3. Considérant, en premier lieu, qu'il résulte de ces dispositions qu'en cas de difficulté ou de désaccord sur les propositions formulées par le médecin du travail concernant l'aptitude d'un salarié à occuper son poste de travail, il appartient à l'inspecteur du travail, saisi par l'une des parties, de se prononcer définitivement sur cette aptitude et que son appréciation, qu'elle soit confirmative ou infirmative de l'avis du médecin du travail, doit être regardée comme portée dès la date à laquelle cet avis a été émis ; que dans la mesure où la décision de l'inspecteur du travail a pour effet de se substituer à l'avis émis par le médecin du travail, la circonstance que l'avis du médecin du travail en date du 20 mai 2010 aurait été irrégulièrement émis au motif qu'il ne se serait pas livré à un étude du poste et des conditions de travail de M. B... au sein du restaurant où il occupait un emploi de cuisinier demeure, en toute hypothèse, sans incidence sur la légalité de la décision contestée de l'inspecteur du travail ;

4. Considérant, en second lieu, qu'il ressort des pièces du dossier et notamment des documents médicaux produits que depuis le mois de juillet 2009, M. B... souffrait d'une pathologie dorso-lombaire contre-indiquant le port de charges lourdes ainsi que les stations debout ou assise trop prolongées ; que si à l'occasion d'un contrôle effectué, le 26 février 2010, dans les locaux de la boucherie du centre commercial du Landrel, 16 boulevard Léon Grimaud à Rennes, des inspecteurs de l'URSSAF d'Ille-et-Vilaine ont constaté la présence dans le laboratoire de cette boucherie de M. B..., qui a tenté de s'enfuir à la vue de ces agents, revêtu d'un tablier de boucher et si celui-ci a reconnu au cours de son audition, par un officier de police judiciaire, le 16 juin 2010, qu'il passait régulièrement dans cette boucherie, 1 ou 2 heures, 3 fois par semaine, et donnait un "coup de main" pour la préparation des plats et la prise des commandes, ces éléments ne permettent néanmoins pas de connaître précisément la nature des tâches ainsi effectuées par M. B... au sein de cet établissement exploité par une société dont il était le co-gérant et notamment selon quelle régularité et dans quelles conditions il effectuait celles-ci ; que, ce faisant, l'inspecteur du travail, qui a pris sa décision au vu de l'avis émis par le médecin inspecteur régional du travail, n'a pas, s'agissant de l'inaptitude de M. B... à occuper son emploi de cuisinier, commis d'erreur d'appréciation ;

5. Considérant qu'il résulte de tout ce qui précède que la Sarl Sbart n'est pas fondée à soutenir que c'est à tort que, par le jugement attaqué, le tribunal administratif de Rennes a rejeté sa demande ;

Sur les conclusions tendant au bénéfice des dispositions de l'article L. 761-1 du code de justice administrative :

6. Considérant que les dispositions de l'article L. 761-1 du code de justice administrative font obstacle à ce que soit mis à la charge de l'Etat, qui n'est pas la partie perdante dans la présente instance, le versement de la somme que la Sarl Sbart demande au titre des frais exposés et non compris dans les dépens ; qu'il n'y a pas lieu, dans les circonstances de l'espèce, de mettre à la charge de cette société le versement de la somme que M. B... demande au titre des mêmes frais ;

DÉCIDE :

Article 1er : La requête de la Sarl Sbart est rejetée.

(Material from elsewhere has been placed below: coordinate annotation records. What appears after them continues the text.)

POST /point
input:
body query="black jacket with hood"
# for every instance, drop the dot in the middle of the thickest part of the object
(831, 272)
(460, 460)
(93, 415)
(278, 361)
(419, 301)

Article 2 : Les conclusions de M. B... tendant au bénéfice des dispositions de l'article L. 761-1 du code de justice administrative sont rejetées.

Article 3 : Le présent arrêt sera notifié à la Sarl Sbart, à M. A... B... et au ministre du travail, de l'emploi, de la formation professionnelle et du dialogue social.

Délibéré après l'audience du 9 janvier 2014, à laquelle siégeaient :

- M. Bachelier, président de la cour,

- M. Francfort, président-assesseur,

- M. Etienvre, premier conseiller.

Lu en audience publique, le 30 janvier 2014.

Le rapporteur,

F. ETIENVRE Le président,

G. BACHELIER

Le greffier,

C. CROIGER

La République mande et ordonne au ministre du travail, de l'emploi, de la formation professionnelle et du dialogue social en ce qui le concerne, et à tous huissiers de justice à ce requis en ce qui concerne les voies de droit commun contre les parties privées, de pourvoir à l'exécution de la présente décision.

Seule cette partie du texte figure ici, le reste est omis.